Multi-Image Spatial Reasoning Benchmark Reveals Gaps in AI Understanding

A new benchmark, MMSI-Bench, assesses multi-image spatial reasoning in large multimodal models. Evaluations of 34 models reveal significant performance gaps, with the strongest open-source model achieving 30% accuracy and OpenAI’s o3 reaching 40%, compared to human scores of 97%. Error analysis identifies key failure modes in spatial understanding.

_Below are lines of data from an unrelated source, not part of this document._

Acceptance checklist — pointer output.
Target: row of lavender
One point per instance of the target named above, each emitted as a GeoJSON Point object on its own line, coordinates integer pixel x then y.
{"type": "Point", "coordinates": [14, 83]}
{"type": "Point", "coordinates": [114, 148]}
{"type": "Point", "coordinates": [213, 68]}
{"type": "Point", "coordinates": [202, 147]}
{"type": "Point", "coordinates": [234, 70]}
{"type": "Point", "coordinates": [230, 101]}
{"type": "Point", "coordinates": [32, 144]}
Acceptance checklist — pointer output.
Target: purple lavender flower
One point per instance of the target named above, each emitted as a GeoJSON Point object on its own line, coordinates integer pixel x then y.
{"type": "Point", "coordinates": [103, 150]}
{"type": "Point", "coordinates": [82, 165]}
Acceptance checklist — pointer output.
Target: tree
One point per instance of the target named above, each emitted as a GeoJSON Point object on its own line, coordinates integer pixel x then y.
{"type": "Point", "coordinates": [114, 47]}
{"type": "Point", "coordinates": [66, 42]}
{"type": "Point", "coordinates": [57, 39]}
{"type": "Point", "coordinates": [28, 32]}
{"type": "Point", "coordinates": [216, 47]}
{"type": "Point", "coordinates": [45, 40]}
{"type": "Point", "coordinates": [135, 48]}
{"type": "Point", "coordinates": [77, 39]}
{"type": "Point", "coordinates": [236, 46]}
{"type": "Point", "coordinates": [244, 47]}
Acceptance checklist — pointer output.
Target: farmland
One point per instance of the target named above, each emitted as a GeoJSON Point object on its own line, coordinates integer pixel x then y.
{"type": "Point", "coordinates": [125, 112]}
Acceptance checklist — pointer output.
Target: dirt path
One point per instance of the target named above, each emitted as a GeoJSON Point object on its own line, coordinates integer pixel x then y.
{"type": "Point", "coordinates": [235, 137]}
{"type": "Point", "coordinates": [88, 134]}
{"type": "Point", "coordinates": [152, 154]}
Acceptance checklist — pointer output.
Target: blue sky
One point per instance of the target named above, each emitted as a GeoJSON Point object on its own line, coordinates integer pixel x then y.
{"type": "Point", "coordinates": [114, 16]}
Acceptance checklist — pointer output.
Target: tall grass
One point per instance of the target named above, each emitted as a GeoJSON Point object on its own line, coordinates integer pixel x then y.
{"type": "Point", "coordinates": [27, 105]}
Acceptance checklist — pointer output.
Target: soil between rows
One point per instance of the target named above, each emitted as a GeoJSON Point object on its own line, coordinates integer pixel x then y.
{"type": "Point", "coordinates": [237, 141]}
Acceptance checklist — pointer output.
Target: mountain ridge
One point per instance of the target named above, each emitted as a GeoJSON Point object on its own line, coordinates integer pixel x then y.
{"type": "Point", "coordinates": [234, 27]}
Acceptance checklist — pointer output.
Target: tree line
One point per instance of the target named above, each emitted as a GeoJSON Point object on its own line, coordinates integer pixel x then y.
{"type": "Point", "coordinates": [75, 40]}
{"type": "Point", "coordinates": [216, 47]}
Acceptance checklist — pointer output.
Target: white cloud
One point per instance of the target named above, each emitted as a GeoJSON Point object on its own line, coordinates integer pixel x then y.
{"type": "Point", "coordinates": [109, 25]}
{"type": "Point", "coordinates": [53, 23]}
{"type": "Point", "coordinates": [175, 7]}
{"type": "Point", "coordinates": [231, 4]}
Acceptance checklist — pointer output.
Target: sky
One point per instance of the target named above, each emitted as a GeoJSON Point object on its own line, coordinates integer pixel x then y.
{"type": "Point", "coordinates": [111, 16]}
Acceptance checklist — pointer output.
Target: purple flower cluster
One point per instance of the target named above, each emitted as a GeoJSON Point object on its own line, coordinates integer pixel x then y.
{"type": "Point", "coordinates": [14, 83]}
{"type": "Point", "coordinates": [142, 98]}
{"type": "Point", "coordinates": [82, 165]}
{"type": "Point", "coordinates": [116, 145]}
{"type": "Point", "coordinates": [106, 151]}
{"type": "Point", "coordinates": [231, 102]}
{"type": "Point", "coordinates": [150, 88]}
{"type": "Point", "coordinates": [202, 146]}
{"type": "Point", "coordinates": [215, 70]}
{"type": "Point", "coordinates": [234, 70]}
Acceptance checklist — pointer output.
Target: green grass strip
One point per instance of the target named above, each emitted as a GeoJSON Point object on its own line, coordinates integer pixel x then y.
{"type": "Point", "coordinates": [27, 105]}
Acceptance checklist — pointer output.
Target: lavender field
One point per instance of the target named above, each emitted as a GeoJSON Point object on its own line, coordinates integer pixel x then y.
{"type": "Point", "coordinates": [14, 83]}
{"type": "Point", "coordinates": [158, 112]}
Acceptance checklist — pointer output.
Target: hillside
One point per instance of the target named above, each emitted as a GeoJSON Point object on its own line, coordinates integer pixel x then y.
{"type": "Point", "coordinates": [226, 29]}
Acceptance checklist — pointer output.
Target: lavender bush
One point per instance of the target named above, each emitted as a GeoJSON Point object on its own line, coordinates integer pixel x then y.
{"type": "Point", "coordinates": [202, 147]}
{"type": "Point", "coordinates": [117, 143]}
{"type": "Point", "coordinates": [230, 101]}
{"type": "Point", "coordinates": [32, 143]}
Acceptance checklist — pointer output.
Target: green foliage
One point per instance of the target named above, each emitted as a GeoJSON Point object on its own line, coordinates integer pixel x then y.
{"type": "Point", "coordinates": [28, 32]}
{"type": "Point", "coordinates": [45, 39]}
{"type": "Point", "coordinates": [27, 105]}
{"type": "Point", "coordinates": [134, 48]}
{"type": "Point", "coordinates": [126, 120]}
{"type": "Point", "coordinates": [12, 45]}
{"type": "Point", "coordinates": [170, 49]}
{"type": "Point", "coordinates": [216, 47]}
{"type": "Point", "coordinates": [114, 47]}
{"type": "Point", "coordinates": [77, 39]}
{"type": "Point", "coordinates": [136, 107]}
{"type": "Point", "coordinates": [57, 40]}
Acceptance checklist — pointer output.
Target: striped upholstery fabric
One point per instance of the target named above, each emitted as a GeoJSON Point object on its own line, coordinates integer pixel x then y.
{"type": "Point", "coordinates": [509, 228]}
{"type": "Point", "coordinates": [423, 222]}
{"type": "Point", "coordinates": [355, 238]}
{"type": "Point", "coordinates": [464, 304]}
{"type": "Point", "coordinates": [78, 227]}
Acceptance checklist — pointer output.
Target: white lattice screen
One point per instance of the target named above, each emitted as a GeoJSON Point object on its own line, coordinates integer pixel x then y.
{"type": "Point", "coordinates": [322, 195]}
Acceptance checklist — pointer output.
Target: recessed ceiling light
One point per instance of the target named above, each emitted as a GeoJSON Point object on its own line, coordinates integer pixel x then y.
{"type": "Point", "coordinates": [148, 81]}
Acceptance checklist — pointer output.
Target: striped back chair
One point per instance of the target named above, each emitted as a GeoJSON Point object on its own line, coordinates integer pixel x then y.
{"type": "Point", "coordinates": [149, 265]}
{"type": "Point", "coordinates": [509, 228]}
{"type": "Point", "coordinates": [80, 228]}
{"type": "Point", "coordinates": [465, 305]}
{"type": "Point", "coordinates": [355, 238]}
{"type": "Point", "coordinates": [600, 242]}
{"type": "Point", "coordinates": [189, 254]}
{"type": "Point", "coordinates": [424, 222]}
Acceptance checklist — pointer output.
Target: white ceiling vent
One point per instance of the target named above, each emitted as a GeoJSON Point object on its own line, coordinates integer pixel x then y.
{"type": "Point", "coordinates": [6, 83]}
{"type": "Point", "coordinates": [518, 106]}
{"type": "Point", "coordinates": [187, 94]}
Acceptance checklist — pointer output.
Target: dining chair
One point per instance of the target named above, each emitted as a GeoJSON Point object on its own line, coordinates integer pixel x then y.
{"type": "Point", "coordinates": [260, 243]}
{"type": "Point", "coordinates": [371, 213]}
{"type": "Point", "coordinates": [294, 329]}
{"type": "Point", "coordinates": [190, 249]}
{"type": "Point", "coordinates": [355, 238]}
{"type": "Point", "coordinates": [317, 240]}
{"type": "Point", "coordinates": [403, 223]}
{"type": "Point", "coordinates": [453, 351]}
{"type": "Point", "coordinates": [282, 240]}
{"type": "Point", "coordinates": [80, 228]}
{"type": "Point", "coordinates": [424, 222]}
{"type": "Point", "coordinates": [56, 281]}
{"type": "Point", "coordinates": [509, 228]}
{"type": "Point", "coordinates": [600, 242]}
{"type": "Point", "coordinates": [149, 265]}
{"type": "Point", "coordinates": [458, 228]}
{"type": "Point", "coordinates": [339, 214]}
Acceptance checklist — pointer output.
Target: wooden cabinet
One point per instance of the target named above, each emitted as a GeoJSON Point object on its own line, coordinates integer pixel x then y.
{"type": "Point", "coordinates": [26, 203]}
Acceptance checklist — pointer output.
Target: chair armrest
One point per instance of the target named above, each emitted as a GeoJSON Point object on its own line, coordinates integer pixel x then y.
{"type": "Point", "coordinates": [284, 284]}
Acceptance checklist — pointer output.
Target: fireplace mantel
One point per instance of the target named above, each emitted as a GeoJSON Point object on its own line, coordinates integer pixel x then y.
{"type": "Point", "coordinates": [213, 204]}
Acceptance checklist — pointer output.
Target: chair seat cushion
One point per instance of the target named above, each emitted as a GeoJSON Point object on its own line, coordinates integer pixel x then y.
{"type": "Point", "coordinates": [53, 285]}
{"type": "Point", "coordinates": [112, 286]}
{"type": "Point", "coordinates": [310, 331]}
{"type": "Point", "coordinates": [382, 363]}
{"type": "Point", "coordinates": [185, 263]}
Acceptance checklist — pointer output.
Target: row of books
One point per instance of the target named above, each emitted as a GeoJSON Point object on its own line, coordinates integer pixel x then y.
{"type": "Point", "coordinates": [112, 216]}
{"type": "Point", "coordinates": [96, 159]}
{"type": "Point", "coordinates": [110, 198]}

The ability to reason about spatial relationships from multiple visual inputs remains a significant challenge for artificial intelligence systems operating in real-world environments. Current evaluation benchmarks largely focus on single-image analysis, failing to adequately test a system’s capacity for multi-image spatial intelligence. To address this limitation, researchers from the Shanghai AI Laboratory and Beijing Normal University have developed MMSI-Bench, a new visual question answering (VQA) benchmark designed to rigorously assess this crucial capability. The work, detailed in a forthcoming publication, is the result of a collaborative effort led by Jingli Lin, Sihan Yang, Runsen Xu, Yiman Xie, Sizhe Yang, Mo Li, Chenming Zhu, Xiaochen Chen, Haodong Duan, Xiangyu Yue, Dahua Lin, and Tai Wang, with contributions from Jiangmiao Pang. The team dedicated over 300 hours to constructing MMSI-Bench, comprising 1,000 multiple-choice questions derived from a dataset of over 120,000 images, each accompanied by carefully constructed incorrect answers and detailed reasoning pathways.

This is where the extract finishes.